Now picture yourself standing before such beasts. We would be right to say of them, as God says of Leviathan, “None is so fierce that he dares to stir him up.” And we would be right to draw the corresponding conclusion: “Who then is he who can stand before me?” (Job 41:10).

Dinosaurs ought to make us tremble — but not mainly before dinosaurs. Like a hurricane, they preach the power of the living God, the very God in whom we live and move and have our being, and before whom one day we will stand. As Matthew Henry says of Behemoth, so we might say of every dinosaur:

Consider whether thou art able to contend with him who made that beast and gave him all the power he has, and whether it is not thy wisdom rather to submit to him and make thy peace with him. (An Exposition of the Old and New Testament, 223)

God made every tooth in T. Rex’s mouth; he added every ton to Argentinosaurus’s frame. Though dead, their bones still speak, and teach us not only to trust their Maker’s wisdom, but also to fear his power.

Praise the God of Wonders

In Christ, however, the most fearsome displays of God’s power become occasions for praise. Faith transfigures the terrifying into awe-inspiring: thunder becomes the voice of God (Psalm 29:3), the vast cosmos his finger-work (Psalm 8:3), the raging sea a pavement for our Lord (Matthew 14:25), the fiercest beast a glint of his glory.

The children of God know how to look at Leviathan (and, by extension, dinosaurs) and see not only his beastliness, but his “goodly frame” (Job 41:12). They can sit inside his footprint and worship the God of wonders (Psalm 104:31–32). They can trace his scales and, like King David beneath lightning, cry, “Glory!” (Psalm 29:9).

Psalm 104 gives a good sense of what dinosaur-inspired praise might sound like. Here, the psalmist marvels not only at the gentle beauty of God’s creation — flowing streams and singing birds — but also at its harder edges: the young lions roaring for prey and, strikingly, even Leviathan himself sporting in sea (Psalm 104:21, 26). Some may hold the bones of long-lost species and see only “a meaningless swarm of life,” Derek Kidner writes. But the psalmist teaches us to see them “as giving some inkling of the Creator’s wealth, and the range and precision of his thought” (Psalms 73–150, 405).

“Rightly held, the fossils of these ancient beasts are tuning forks for songs of praise.”

Paleontology allows us to sing Psalm 104 with a cast of characters perhaps unimagined by the psalmist, but long enjoyed by God and long awaiting our discovery. Rightly held, the fossils of these ancient beasts are tuning forks for songs of praise.

Evangelical Chisels

In the century before the first dinosaur discoveries (around 1820), pastor and nature lover James Hervey (1714–1758) responded to the new, Newtonian science of his day by saying, “We should always view the visible System, with an Evangelical Telescope . . . and with an Evangelical Microscope” (The Spirit of Early Evangelicalism, 150). Study the stars if you’d like: chart their courses; measure their distances. Study too the cells: mark their features; describe their functions. Yet study both as the handiwork of God.
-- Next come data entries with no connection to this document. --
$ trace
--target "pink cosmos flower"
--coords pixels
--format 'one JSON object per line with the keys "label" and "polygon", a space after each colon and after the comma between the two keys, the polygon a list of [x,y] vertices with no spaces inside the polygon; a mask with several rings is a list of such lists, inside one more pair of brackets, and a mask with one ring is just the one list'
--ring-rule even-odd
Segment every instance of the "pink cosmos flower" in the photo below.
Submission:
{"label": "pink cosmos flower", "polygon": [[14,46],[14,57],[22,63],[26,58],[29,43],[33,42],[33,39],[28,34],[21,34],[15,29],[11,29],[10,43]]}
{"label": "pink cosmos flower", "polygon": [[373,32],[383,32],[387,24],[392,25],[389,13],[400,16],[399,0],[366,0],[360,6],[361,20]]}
In an age of dinosaur discoveries, we might add to Hervey’s evangelical telescope and microscope an evangelical chisel. Study the dinosaurs: learn their names; consider their age; read a few dozen children’s books about them. Yet don’t neglect the even larger lessons they teach.

My son’s dinosaur-mania may fade. But in the meantime, we’ll be tracing the wisdom of God in his Ankylosaurus figure, and the power of God on his T. Rex T-shirt, and the praise of God in his 2-year-old roar.